A CSV file which looks very similar to the input metadata file mentioned in the previous section but with new columns for the number of regulatory sentences identified in each document, number of sentences and words in that document etc.

analysis.py

A directory with generated interactive .html plots and plot image files (.svg) describing to some extent the strictness or density of regulatory statements in the input documents (over time and by legal policy area).

Usage: with Docker

Requirements

Docker v4.21.1+
A tool for checking out a Git repository
Set of EU legislation documents in PDF or HTML format - these documents must be placed in a directory called 'data/' which is placed in the same directory as the Dockerfile in this repository. The filename of each legislation document should be its CELEX number e.g. 32013R0575.pdf. You can download such documents yourself or using this script
A CSV file called 'metadata.csv' which is generated by this script. Again, this file must be placed in the same directory as the Dockerfile in this repo.
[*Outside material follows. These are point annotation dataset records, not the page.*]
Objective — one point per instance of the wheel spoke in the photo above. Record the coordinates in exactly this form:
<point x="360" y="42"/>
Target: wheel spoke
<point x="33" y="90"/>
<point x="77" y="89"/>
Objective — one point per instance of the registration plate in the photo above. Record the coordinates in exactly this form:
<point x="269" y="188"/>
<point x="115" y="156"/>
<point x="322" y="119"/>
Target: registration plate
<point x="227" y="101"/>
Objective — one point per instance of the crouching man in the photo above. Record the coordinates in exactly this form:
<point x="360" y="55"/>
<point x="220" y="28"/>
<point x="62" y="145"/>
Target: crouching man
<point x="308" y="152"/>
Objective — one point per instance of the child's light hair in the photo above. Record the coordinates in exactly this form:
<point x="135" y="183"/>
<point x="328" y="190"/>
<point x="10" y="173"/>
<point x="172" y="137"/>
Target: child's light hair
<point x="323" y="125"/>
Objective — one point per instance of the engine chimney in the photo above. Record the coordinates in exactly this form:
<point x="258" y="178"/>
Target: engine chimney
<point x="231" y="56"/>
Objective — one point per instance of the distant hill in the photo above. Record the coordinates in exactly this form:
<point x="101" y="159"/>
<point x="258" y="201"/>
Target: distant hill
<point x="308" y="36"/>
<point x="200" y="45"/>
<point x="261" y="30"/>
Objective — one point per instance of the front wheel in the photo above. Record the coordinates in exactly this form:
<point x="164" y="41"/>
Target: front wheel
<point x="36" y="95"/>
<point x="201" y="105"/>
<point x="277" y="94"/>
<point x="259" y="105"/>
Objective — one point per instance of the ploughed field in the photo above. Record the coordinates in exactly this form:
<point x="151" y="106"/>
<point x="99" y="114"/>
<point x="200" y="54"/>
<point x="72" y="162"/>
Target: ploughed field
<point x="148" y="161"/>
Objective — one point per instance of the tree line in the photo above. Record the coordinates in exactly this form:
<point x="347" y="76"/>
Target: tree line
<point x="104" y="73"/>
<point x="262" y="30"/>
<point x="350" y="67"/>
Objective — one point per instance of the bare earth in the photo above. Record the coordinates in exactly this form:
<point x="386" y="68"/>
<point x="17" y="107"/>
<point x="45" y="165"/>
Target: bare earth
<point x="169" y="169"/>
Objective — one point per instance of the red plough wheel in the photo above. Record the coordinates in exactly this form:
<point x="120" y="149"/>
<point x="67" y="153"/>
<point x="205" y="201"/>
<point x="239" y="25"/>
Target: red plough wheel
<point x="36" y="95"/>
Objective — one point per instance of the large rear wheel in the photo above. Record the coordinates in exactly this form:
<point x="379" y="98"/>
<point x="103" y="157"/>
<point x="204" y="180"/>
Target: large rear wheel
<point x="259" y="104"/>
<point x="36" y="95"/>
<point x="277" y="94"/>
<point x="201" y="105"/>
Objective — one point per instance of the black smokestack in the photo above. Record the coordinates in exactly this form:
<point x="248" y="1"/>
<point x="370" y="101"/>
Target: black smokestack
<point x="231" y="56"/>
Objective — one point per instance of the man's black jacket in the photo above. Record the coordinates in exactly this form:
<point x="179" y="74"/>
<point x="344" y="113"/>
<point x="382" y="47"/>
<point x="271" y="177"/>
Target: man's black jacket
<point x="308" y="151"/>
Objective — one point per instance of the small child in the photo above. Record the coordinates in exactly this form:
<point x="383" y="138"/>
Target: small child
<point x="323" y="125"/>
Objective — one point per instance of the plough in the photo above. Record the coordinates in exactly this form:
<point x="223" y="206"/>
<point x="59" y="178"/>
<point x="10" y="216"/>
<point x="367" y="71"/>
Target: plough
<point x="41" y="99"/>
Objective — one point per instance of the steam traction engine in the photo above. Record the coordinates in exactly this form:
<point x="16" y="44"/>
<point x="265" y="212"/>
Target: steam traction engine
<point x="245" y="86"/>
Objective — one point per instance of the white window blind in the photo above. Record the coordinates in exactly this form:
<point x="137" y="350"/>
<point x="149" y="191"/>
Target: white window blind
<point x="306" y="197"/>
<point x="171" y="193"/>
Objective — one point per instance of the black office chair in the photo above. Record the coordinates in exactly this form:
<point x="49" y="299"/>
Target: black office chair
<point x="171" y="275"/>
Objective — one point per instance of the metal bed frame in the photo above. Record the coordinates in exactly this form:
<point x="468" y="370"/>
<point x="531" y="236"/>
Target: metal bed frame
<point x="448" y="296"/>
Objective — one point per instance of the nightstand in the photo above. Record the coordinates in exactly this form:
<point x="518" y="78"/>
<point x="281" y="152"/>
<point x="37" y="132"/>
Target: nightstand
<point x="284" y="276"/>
See the documentation of this repo for more information about the required internal format and contents of this file

Steps

Get a copy of the code:

 git clone git@github.com:nature-of-eu-rules/eu-legislation-strictness-analysis.git

Change into the eu-legislation-strictness-analysis/ directory:
```
 cd eu-legislation-strictness-analysis/
```
Run this command to build the Docker image (the analysis is performed during the build so this step may take some time if you have a large number of input files):
```
 docker build -t eurules-analysis .
```
After the image is built, run the container using this command:
```
 docker run -d --name eurules-run eurules-analysis
```
Copy the results analysis files to your local machine using this command:
```
 docker cp eurules-run:app/eurules-analysis.zip .
```

Output

The eurules-analysis.zip archive contains:

A directory eu-legislation-strictness-analysis/generated-files/ containing automatically generated analysis plots in .svg image format and .html interactive format.
A CSV file regulatory-statement-classification/classified-sentences.csv which stores the results of classifying each individual sentence as either regulatory or not.
A CSV file named eu-legislation-strictness-analysis/enriched-metadata.csv which adds a column to the input metadata.csv file storing the counts of regulatory statements in each document. This is the main file used as the basis for analysis.

License

Licensed under the Apache License, Version 2.0 (the "License"); you may not use this file except in compliance with the License. You may obtain a copy of the License at

http://www.apache.org/licenses/LICENSE-2.0

Unless required by applicable law or agreed to in writing, software distributed under the License is distributed on an "AS IS" BASIS, WITHOUT WARRANTIES OR CONDITIONS OF ANY KIND, either express or implied. See the License for the specific language governing permissions and limitations under the License.